DUBLIN, Calif., Jan. 2, 2013 (GLOBE NEWSWIRE) -- Astex Pharmaceuticals, Inc. (Nasdaq:ASTX), a pharmaceutical company dedicated to the discovery and development of novel small molecule therapeutics, announced that it has initiated a Phase 2, open-label, single-arm, non-randomized clinical trial, evaluating SGI-110 in the treatment of advanced hepatocellular carcinoma (HCC) patients who failed prior treatment with Nexavar (sorafenib).

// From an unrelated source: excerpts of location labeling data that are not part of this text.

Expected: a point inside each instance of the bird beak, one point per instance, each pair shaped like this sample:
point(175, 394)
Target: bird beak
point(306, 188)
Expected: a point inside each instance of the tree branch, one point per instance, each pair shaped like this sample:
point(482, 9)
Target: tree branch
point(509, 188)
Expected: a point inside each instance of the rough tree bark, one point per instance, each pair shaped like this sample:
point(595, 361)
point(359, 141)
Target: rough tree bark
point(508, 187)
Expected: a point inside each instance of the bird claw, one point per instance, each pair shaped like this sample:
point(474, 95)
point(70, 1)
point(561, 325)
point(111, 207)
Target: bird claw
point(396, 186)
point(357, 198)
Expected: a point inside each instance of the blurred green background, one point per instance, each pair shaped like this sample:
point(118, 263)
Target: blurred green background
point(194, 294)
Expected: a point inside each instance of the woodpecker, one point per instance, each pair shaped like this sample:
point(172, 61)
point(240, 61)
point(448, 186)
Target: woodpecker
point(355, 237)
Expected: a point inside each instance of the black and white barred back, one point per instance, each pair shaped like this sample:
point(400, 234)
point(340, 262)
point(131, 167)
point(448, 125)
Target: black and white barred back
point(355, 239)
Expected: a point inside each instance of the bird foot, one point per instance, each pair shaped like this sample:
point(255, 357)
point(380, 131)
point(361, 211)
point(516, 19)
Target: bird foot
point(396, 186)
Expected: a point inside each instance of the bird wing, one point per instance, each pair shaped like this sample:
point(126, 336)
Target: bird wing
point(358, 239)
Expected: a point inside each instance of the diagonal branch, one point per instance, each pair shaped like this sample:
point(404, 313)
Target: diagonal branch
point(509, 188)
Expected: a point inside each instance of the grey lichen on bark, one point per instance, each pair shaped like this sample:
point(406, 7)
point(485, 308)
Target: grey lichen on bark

Advanced Hepatocellular Carcinoma (HCC) is a disease with a very high unmet medical need and patients who do not respond to the frontline standard of care, sorafenib, have few therapeutic options. The Phase 2 study is based on preclinical work showing that SGI-110 is effective in inducing global DNA and gene specific hypomethylation, thus enabling the re-expression of tumor suppressor genes in HCC cell lines (Jueliger, S. 2012, November. Poster presentation, EORTC-NCI-AACR, Dublin, Ireland).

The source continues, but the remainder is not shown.